A study of one of the first, largest, and longest-running multi-payer patient-centered medical home medical pilots found little improvement in quality and no reduction in use of services or total costs.
This article published with permission from The Burrill Report.
A study of one of the first, largest, and longest-running multi-payer pilots of patient-centered medical home medical (PCHM) practices in the United States has found that quality improvements were limited, and that it didn’t save money over the 3 years of the program.
The study, recently published in the Journal of the American Medical Association, casts doubt on a transformational model of healthcare delivery that is expected to improve outcomes and reduce costs.
The PCHM has been touted as a way to deliver better healthcare at lower cost through a team-based model of coordinated primary care. Professional associations, payers, policy makers, and other stakeholders have advocated for the PCHM model and many privately and publicly financed trials of the medical home model are underway.
The study, conducted by Mark Friedberg of the Rand Corporation and colleagues, measured associations between participation in the Southeastern Pennsylvania Chronic Care Initiative, a multi-payer medical home program, and changes in the quality, utilization, and costs of care. Pilot practices could earn bonus payments for achieving PCHM recognition by the National Committee for Quality Assurance, which most of them achieved.
The researchers found that of 11 quality measures evaluated, participation in a medical home was significantly associated with greater performance improvement on only one measure: monitoring for kidney disease in diabetes. There were no other statistically significant differences in measures of utilization, costs of care, or rates of multiple same-year hospitalizations or emergency department visits.
The authors concluded that “a multi-payer medical home pilot, in which participating practices adopted new structural capabilities and received NCQA certification, was associated with limited improvements in quality and was not associated with reductions in utilization of hospital, emergency department, or ambulatory care services or total costs over 3 years.”
“Despite widespread enthusiasm for the medical home concept, few peer-reviewed publications have found that transforming primary care practices into medical homes produces measurable improvements in the quality and efficiency of care,” they write adding that their “findings suggest that medical home interventions may need further refinement.”
But contrary to their study, another report released in January by the Patient-Centered Primary Care Collaborative found otherwise.

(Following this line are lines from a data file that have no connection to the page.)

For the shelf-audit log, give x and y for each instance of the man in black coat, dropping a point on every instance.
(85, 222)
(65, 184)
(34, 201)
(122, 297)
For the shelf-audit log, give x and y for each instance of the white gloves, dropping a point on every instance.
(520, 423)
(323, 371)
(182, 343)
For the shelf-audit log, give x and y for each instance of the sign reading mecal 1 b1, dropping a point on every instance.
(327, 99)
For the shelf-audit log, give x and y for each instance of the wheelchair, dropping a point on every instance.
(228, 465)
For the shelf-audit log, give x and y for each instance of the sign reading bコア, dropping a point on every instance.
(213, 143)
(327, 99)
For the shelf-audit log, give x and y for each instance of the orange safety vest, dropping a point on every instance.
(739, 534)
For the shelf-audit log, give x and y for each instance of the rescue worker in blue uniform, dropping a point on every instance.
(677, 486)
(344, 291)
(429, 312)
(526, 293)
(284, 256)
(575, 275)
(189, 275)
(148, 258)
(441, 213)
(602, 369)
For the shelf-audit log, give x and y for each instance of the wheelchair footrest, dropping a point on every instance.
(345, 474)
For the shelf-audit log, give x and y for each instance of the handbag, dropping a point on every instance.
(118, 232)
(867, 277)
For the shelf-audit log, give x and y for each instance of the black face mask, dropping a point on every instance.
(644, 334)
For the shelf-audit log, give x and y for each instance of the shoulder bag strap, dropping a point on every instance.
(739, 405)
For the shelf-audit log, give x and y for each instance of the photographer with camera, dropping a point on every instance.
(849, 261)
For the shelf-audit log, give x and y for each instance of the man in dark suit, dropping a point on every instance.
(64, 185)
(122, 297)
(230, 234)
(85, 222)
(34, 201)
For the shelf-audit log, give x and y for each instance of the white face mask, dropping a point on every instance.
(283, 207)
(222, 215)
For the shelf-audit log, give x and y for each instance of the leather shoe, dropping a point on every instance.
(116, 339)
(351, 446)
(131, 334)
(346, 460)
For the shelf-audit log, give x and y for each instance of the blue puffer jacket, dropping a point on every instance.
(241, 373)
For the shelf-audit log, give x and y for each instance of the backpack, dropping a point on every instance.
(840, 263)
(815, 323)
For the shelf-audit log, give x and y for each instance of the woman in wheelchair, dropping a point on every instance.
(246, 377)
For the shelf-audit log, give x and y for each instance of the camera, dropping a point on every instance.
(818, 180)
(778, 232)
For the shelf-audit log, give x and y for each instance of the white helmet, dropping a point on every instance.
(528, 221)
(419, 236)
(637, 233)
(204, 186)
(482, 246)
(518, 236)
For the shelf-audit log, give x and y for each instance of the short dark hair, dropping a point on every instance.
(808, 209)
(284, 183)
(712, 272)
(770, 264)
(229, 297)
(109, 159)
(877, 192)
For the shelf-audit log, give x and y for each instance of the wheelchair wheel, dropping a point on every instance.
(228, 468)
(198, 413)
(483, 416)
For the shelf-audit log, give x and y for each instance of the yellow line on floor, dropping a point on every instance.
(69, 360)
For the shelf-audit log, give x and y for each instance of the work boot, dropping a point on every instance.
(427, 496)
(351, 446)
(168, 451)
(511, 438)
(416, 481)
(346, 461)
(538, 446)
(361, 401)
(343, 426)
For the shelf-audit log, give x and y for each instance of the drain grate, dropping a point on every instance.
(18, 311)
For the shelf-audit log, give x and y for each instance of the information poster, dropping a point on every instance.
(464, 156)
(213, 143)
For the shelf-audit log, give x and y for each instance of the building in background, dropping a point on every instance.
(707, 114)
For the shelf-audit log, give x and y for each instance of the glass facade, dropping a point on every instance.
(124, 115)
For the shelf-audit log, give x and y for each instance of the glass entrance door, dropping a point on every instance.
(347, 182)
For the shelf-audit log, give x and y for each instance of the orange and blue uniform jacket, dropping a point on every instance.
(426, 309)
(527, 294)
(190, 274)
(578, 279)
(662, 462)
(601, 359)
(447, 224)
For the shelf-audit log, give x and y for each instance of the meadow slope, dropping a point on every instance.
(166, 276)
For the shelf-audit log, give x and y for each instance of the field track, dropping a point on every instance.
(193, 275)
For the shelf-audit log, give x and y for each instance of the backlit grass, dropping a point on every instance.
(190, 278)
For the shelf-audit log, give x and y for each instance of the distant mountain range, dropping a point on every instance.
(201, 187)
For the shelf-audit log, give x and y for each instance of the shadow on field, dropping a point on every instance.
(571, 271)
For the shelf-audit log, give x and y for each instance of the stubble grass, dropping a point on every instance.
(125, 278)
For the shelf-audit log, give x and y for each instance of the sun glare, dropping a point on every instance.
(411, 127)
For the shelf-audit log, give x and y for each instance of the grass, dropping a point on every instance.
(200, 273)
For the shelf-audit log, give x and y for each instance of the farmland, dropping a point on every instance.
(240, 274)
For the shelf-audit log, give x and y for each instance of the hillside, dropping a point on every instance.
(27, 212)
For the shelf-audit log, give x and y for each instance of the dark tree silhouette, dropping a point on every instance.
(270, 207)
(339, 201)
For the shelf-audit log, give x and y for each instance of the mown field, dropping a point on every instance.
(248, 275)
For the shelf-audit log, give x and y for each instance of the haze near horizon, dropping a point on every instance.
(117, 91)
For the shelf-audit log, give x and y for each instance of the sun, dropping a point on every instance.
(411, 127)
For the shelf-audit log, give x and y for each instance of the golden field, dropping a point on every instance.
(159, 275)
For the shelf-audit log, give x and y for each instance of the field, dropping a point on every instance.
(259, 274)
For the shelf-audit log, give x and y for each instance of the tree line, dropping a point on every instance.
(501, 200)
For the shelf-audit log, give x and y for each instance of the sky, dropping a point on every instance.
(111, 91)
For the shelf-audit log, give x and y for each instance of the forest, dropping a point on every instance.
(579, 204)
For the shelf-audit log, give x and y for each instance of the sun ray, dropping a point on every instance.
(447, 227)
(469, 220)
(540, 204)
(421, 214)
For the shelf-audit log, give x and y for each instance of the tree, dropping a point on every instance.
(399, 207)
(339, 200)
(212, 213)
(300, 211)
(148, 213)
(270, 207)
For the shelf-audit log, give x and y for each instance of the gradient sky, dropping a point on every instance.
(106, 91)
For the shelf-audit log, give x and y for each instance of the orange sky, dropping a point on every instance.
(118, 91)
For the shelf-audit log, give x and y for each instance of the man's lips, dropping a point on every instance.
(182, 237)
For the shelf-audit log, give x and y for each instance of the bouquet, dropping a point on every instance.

It analyzed studies released between August 2012 and September 2013 and found that 61% of peer-reviewed studies and 57% of industry reports of medical homes noted lower costs per member and for total cost of care, and a return on investment that was mainly due to reduced use of avoidable services. It also found improvements in population health indicators and preventive services such as screenings and immunization rates, improvements in access to care, and overall greater patient satisfaction.
“Before confidently promoting the patient-centered medical home as a core component of health care reform, it is necessary to better understand which features and combination of features of the patient-centered medical home are most effective for which populations and in what settings,” wrote Thomas Schwenk, of the University of Nevada School of Medicine, in an accompanying editorial.
“The identification of specific patient-centered medical home features for various risk strata will likely have significant influence on the work patterns of physicians, who may be responsible for a larger panel of patients than currently but for whom only routine care is needed, often by other members of the health care team,” he wrote. “The physician's time and expertise will be best focused on a relatively small number of the most complex and expensive patients.”